Prosodio seguía sintiéndose un poco escéptico. Sospechaba que había truco, que tal vez se tratase de un programa de cámara oculta, pero decidió arriesgarse. Si era una broma, se reiría, si no, quién sabe.
– Está bien. Este es mi primer deseo: quiero ser rico, inmensamente rico.
El genio sacudió la cabeza y dijo:
– Déjame darte un consejo de amigo: no pidas dinero. Desde que vivo en el cajero, sé cómo funciona esto. Verás, Hacienda se te puede quedar con la mayoría del dinero y, si no consigues explicar su procedencia, hasta te investigarán, serás sospechoso de narcotráfico, o blanqueo de capitales, o cualquier otro delito.
Prosodio se quedó pensativo.
– Y entonces, ¿qué pido?
– Permíteme aconsejarte –dijo Abdul al-Ghandul–. Pide solo aquello que deseas de  verdad.
– Está bien. Quiero: una casa nueva de tres pisos, un avión para viajar donde yo quiera y... –ahí se quedó pensativo un momento.
– ¿Y? –preguntó el genio.
– Es que no sé ––dudó Prosodio.
– Recuerda –dijo el Abdul al-Ghandul–, algo que desees de verdad.
– Y el mejor amigo que se pueda tener –concluyó Prosodio.
– Concedido.
En ese momento, ante el perplejo aparecieron tres objetos: una especie de casa de muñecas, una maqueta grande de una avioneta y... una especie de androide. Pero los tres objetos tenían algo en común. ¡Estaban hechos de lo mismo. ¡Estaban fabricados a base de libros!
Prosodio iba a decir algo, iba a pedir explicaciones a Abdul al-Ghandul, pero entonces, una mano le agitó el hombro y despertó. Se había quedado dormido de pie delante del cajero. Una señora malhumorada le dijo:
– Despierte ya, que otros queremos usar el cajero.
Detrás de Prosodio había ya una fila considerable de gente esperando para sacar dinero. Qué vergüenza. ¿Cómo podía haber tenido aquel sueño y encima de pie?
– Joven –llamó la señora indignada a Prosodio según se iba–, no se olvide de la tarjeta y de los diez euros...
Prosodio llegó a casa media hora más tarde. Metió la llave en la cerradura, abrió, avanzó por el pasillo y... se topó de morros con su esposa, Plinia, que lo esperaba con cara de pocos amigos.

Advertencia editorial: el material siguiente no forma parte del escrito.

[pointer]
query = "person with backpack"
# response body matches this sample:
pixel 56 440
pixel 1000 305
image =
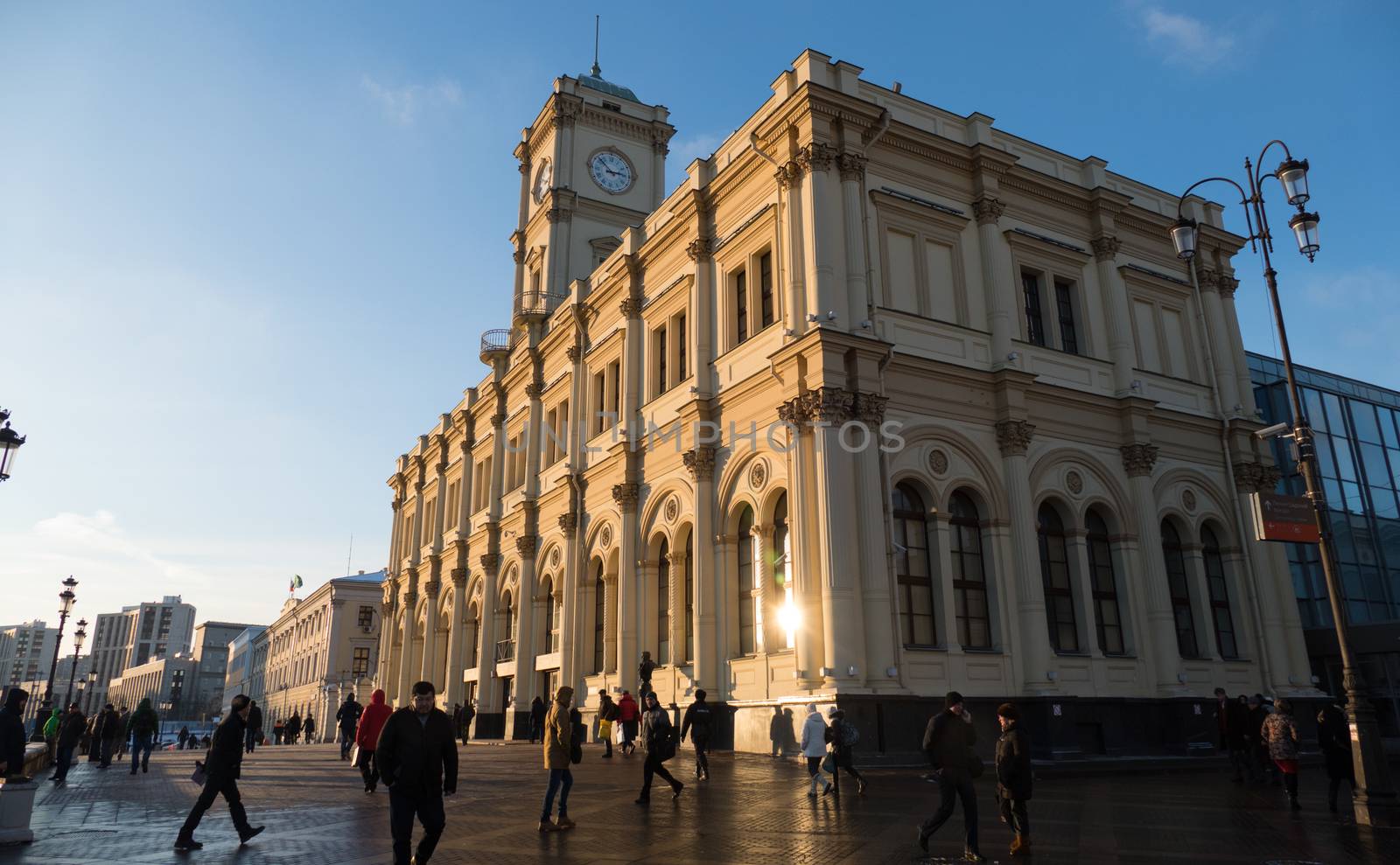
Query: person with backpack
pixel 699 724
pixel 660 738
pixel 844 736
pixel 948 741
pixel 1014 777
pixel 559 741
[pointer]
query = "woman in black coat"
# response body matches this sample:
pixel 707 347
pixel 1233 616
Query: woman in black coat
pixel 1014 776
pixel 1334 739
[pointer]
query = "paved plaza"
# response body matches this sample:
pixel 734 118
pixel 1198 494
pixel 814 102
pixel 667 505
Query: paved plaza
pixel 755 811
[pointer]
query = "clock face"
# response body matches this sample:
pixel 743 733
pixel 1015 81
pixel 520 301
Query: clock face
pixel 542 179
pixel 611 171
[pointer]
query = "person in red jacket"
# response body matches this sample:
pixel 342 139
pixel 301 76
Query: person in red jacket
pixel 368 734
pixel 629 715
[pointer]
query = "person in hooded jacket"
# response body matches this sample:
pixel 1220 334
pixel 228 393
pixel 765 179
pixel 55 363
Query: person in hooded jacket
pixel 699 724
pixel 371 722
pixel 416 755
pixel 559 741
pixel 142 727
pixel 1014 777
pixel 814 748
pixel 657 732
pixel 223 767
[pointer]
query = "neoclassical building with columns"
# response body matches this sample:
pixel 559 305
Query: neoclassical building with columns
pixel 879 402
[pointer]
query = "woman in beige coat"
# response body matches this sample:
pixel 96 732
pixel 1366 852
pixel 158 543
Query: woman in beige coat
pixel 557 741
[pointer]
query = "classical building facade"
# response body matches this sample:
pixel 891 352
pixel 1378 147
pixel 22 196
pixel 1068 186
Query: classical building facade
pixel 319 648
pixel 879 402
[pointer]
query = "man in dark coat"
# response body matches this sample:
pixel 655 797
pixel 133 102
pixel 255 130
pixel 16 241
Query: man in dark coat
pixel 416 756
pixel 948 743
pixel 223 766
pixel 11 732
pixel 70 731
pixel 347 717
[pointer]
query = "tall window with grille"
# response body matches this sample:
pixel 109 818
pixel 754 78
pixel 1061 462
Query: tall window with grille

Él intentó darle un beso, pero ella se apartó y gruñó.
– Pero ¿qué pasa?
– ¿Que qué pasa? Ven y explícamelo tú...
Y sin más, ella agarró del antebrazo a su marido y lo llevó hasta donde un rato antes estaba el trastero, pero que ya no era un trastero, sino una biblioteca enorme, bien provista, con libros desde el suelo hasta el techo.
– ¿Y esto? –preguntó Prosodio.
– Tú sabrás. Vino aquí un tipo azul, parecía salido de una fiesta de disfraces. Dijo que trabajaba para el banco y que venía de tu parte. Se me coló en casa sin que yo pudiera detenerlo, estuvo husmeando por todas partes. Se metió en el trastero, cerró la puerta, sonaron unos golpes, salió y se fue. Cuando entré en el trastero, me encontré eso –y señaló a la biblioteca.
Prosodio comprendió que no había sido una alucinación. Todo había sido real.
– ¿Y no te dijo nada más?
– Ah, sí –recordó Plinia–. Antes de irse dijo que en los libros encontrarás todos tus deseos y más... y algo de que son un amigo que nunca falla y que en ellos está la auténtica magia ¿Me lo puedes explicar?
Pero Prosodio se limitaba a mordisquear las esquinas de la tarjeta de crédito.